Why does all of this matter? If we do not teach and ultimately understand the importance of facts, truths, and in particular, our value-laden truths, then we end up in a post-truth world – a world we are experiencing now. This is dangerous to the future of our democracy, the moral fabric of our lives and society, and is the antithesis of what Judaism espouses.
A post-truth world comes with real consequences. We are in the clutches of a pandemic the world has not experienced in a century. While the science around COVID19 is still emerging, across the globe, the prevailing scientific data supports that the disease is airborne and spreads through the aerosols coming from our mouths and noses. There is also significant evidence that masks reduce the spread and risk of infection. Science has proven this. Yet there are those who defy science, manipulate data and in a post-truth world champion their contrary beliefs and opinions as truth, endangering fellow citizens. In 2018 a major study published in the journal Science revealed that false rumors on Twitter travel six times faster than the truth, and those tweets also reach more people. This was especially true for stories about politics. We are suffering from a virus of misinformation!

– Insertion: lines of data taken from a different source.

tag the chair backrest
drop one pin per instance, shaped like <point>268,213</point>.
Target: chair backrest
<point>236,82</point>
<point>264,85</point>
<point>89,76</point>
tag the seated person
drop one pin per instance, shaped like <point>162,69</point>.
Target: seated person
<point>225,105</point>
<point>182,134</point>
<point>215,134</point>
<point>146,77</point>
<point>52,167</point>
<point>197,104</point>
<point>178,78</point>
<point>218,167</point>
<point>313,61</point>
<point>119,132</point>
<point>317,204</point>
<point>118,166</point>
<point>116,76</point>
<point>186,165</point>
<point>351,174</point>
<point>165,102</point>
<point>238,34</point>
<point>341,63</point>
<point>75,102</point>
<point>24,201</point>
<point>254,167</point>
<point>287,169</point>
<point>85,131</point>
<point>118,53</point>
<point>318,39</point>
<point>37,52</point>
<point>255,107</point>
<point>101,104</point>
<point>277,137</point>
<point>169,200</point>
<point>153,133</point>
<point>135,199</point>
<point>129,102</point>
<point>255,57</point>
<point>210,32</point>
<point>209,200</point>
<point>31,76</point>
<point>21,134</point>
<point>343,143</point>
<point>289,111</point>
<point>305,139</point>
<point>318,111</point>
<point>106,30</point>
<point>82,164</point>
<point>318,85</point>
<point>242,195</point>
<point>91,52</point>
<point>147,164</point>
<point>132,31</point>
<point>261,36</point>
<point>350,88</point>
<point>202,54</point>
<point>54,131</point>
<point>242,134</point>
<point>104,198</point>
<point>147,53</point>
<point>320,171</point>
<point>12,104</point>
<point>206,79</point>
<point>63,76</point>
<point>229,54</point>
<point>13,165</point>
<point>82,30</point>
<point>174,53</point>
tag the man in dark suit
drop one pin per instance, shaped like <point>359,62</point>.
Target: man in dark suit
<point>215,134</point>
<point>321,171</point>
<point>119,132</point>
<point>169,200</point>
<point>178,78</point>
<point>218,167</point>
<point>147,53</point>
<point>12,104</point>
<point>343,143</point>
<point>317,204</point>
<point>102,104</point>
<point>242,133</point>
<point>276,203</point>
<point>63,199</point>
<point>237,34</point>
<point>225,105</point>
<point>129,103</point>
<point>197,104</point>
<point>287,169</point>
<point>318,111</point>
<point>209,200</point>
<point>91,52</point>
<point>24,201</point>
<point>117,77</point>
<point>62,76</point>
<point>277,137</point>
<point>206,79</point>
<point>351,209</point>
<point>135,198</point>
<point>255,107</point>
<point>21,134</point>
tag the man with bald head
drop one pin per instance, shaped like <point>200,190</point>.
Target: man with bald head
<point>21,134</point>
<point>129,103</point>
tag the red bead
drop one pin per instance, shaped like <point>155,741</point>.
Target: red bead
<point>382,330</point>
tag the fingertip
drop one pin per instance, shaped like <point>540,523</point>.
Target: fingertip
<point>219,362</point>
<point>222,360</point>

If the science is overwhelming, why do so many Americans refuse to wear masks? One reason is that many people misunderstand the limits to their personal rights and personal freedom. They claim, and have been goaded into believing, that if the government imposes a mask mandate their rights are violated; their freedom impeded. Except this goes against the American ethos of “We the People.” Freedom, in this case, means that we have a responsibility to each other and if a mask can protect my neighbor from becoming sick, I have a moral obligation to wear it, regardless of my understanding of my rights. Further, it is a long held principle that “my rights end where your nose begins.” This notion is often credited to Supreme Court Justice Oliver Wendell Holmes Jr. This means that your rights end at the boundary of the next person. Your right not to wear a mask ends at the moment your aerosols can enter my body, potentially taking my right to life and liberty away. You wear a mask to protect me. Our rights and freedom are only protected when we protect each other and understand that freedom comes with responsibility and obligations. If we unmask truth then truth will lead us to wearing masks, the masks that will protect each other.
As parents, educators, and Jews, we all need to take a role in ensuring that our children learn and understand the ideals and principles underpinning American democracy and how our democracy functions. It is also our responsibility to make sure that people in leadership uphold our ideals, and hold them accountable when they do not.
As Jews, we must teach our children and embrace the values and ethics of our tradition which honors and respects truth – all truth. While our tradition values debate and argument as well as challenging assumptions and questioning information – it all must be for the sake of “heaven,” meaning towards a virtuous cause – truth. And in this case, truth saves lives!
The first step to reclaiming truth as well as bringing civility back to the public square for the greater good begins by listening to each other, thinking critically, showing empathy to the other, and gaining an understanding of the principles that are both the bedrock of America and our Jewish tradition. The current state of our country reinforces the importance of a good education which includes teaching civics, and teaching our Jewish, values-laden tradition.
Our free and open society will survive and flourish in a world where truth prevails.
Steve Freedman is Head of School, Solomon Schechter Day School of Bergen County.